The neuropathologic substrate of PSP syndrome in FTLD-TDP remains unclear. The substantia nigra has been the most investigated brain region that is associated with parkinsonism. More than moderate neuronal loss in the substantia nigra and the putamen is associated with parkinsonism [8]. In FTLD-TDP, patients presenting with parkinsonism have also been found to have neuronal loss of the substantia nigra [36, 39]. Given that the putamen plays a key role in both the direct and indirect pathways of the basal ganglia, this lesion may contribute to parkinsonism [4]. In our study, three out of five FTLD-TDP-PSP patients had moderate or severe neuronal loss in the substantia nigra or putamen. Interestingly, a recent study demonstrated that a subset of patients with FTLD-TDP have parkinsonism but lack significant neuronal loss in the substantia nigra. Instead, the severity of TDP-43 pathology in the substantia nigra correlated with parkinsonism [9]. We found TDP-43-positive NCI in the substantia nigra in 3 of 5 cases of FTLD-TDP-PSP. Nevertheless, the pathological substrate of parkinsonism in one of the cases (Case 5) remains unknown, since there was neither neuronal loss nor TDP-43 pathology in the substantia nigra. Taken together, both neuronal loss and TDP-43 pathology in the substantia nigra may contribute to parkinsonism. Vertical gaze palsy is one of the core features of RS, and is a key differential feature for FTLD-TDP-PSP and PSP-RS; however, the pathological correlates of this sign were not identified. Although the brain regions responsible for vertical gaze palsy are not fully understood, no significant neuronal loss or TDP-43 pathology was observed in the tegmentum or subthalamic nucleus—regions typically affected in PSP-RS and considered to be involved in oculomotor dysfunction [5, 14, 38]—in our FTLD-TDP-PSP cases. This may partly explain the lower frequency of oculomotor symptoms in FTLD-TDP-PSP cases.
There are several limitations to the present study. First, we were unable to assess the laterality of pathology because only one hemi-brain was available for the pathologic assessment in all but one case. Second, the retrospective nature of this brain bank study limited the availability of clinical information in some cases. To better evaluate potential correlation between neuronal loss, TDP-43 pathology, and clinical features associated with antemortem diagnoses, it will be important to evaluate patients who undergo autopsy as part of prospective clinical studies. Third, the small sample size limited our ability to identify significant differences in clinicopathologic features between clusters. A larger cohort may help define distinct clinicopathologic subtypes of FTLD-TDP-PSP.
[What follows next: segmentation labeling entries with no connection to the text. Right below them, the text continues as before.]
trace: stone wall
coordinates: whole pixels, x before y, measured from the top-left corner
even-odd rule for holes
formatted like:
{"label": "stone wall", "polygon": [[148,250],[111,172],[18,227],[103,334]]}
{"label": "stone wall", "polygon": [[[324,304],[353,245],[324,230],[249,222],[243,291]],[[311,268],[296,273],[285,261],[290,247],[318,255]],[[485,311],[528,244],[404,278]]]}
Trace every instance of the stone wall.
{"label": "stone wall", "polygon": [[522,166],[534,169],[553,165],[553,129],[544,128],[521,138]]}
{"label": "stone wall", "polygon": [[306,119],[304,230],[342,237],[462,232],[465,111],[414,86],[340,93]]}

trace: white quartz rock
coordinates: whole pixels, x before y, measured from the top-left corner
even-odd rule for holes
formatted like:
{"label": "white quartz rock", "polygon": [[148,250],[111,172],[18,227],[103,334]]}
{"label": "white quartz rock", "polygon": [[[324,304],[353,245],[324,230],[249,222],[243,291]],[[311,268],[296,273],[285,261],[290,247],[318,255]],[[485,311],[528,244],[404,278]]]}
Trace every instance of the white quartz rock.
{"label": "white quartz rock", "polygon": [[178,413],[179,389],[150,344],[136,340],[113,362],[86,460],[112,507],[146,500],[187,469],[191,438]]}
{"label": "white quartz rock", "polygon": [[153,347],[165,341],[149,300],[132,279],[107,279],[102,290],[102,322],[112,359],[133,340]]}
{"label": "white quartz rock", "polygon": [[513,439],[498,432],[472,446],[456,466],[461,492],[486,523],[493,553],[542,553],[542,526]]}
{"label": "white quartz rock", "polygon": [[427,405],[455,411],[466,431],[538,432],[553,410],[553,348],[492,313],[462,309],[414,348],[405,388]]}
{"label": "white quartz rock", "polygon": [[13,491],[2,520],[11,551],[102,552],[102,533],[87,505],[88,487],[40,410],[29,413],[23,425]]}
In conclusion, the present study demonstrates that FTLD-TDP pathology can present with symptoms resembling PSP. Therefore, FTLD-TDP should be considered in the differential diagnosis of PSP syndrome, particularly in patients who do not fulfill the criteria for clinically probable PSP syndrome. Our findings expand the clinical spectrum of FTLD-TDP and emphasize the need for further clinical, biomarker, and genetic studies of FTLD-TDP-PSP.